Sur le terrain, les associations de prévention se font de plus en plus rares en Guadeloupe. « J’ai déclenché ma première crise en 2014, et face au manque de structures, j’ai finalement créé la mienne. Toutes les associations ont disparu », raconte Kelly Machecler, fondatrice de l’association Tropic’Asthm. « Nous faisons de la prévention et de l’accompagnement des personnes asthmatiques pour les aider à mieux vivre avec la maladie, des campagnes d’information lors de la Journée mondiale de l’asthme. J’accompagne aussi beaucoup les parents qui ont des enfants asthmatiques à mieux comprendre cette maladie », ajoute Kelly Machecler. Le Groupement d’intérêt public Réseau et Actions de Santé Publique en Guadeloupe, Saint-Martin et Saint-Barthélemy, situé à Baie-Mahault, regroupe plusieurs organismes de santé, dont certains dédiés à l’asthme. En Guyane, c’est l’association AllerGuyane, fondée par des parents d’enfants allergiques, qui tente au mieux d’informer la population. La Martinique est le seul département des Caraïbes à posséder une école de l’asthme à Fort-de-France. Une structure qui propose des séances d’éducation thérapeutique pour les enfants à partir de 7 ans afin de mieux gérer la maladie. Car l’asthme, lorsqu’il est détecté, est bien pris en charge à l’aide d’un traitement de fond qui comprend l’inhalation de corticoïdes ou d’antileucotriènes.

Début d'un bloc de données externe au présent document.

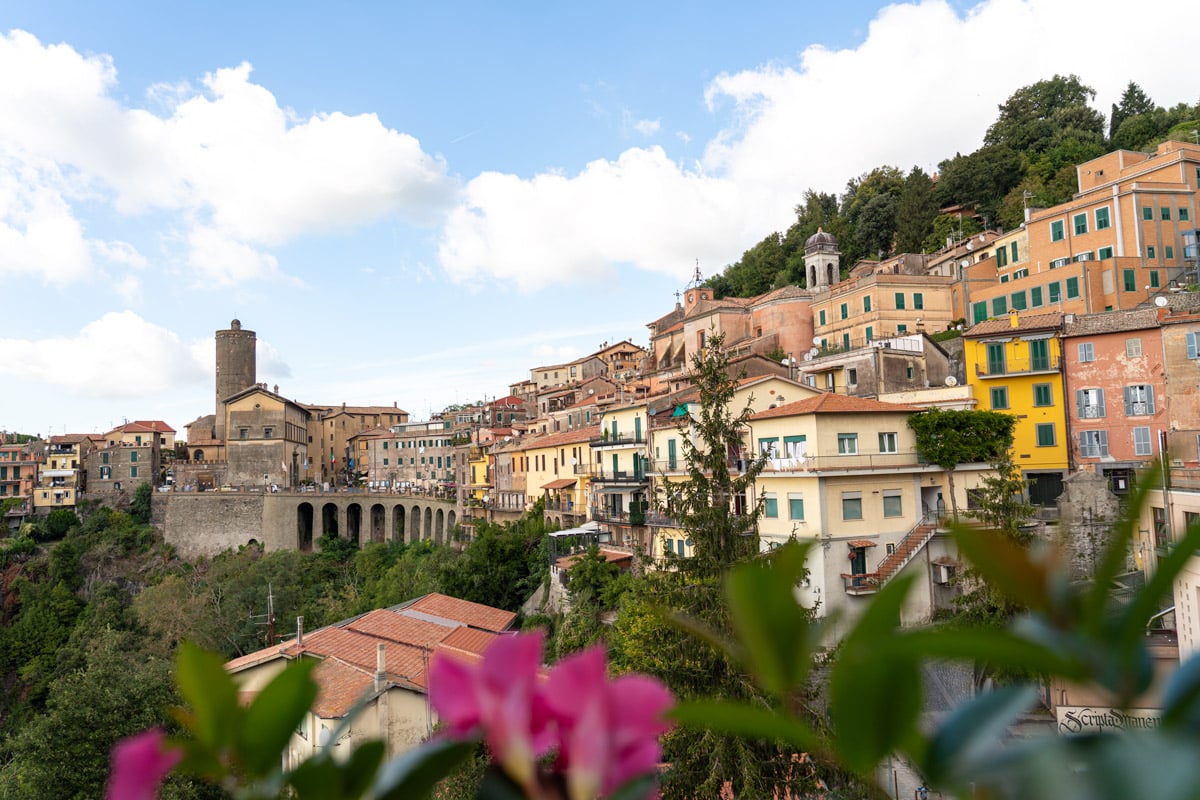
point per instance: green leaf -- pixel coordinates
(271, 719)
(768, 621)
(211, 693)
(1006, 565)
(414, 774)
(972, 729)
(743, 720)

Ils peuvent être complétés par des bronchodilatateurs comme la Ventoline. « Ce médicament agit à la minute, mais il faut le prendre très tôt, bien avant que la crise ne devienne trop forte », conseille le Pr Chantal Raherison-Semjen.

Des tisanes pour aider ?

Certaines tisanes ont également un effet positif sur l’asthme. Le marrube blanc, connu pour ses vertus expectorantes, est un anti-inflammatoire et un bronchodilatateur naturel. Le thym en tisane est anti-infectieux, et le plantain, anti-allergique. Précisons toutefois que ces tisanes ne se substituent pas à un traitement médicamenteux, mais peuvent se prendre en complément de ce dernier ou en prévention des crises, toujours avec l’avis de son médecin.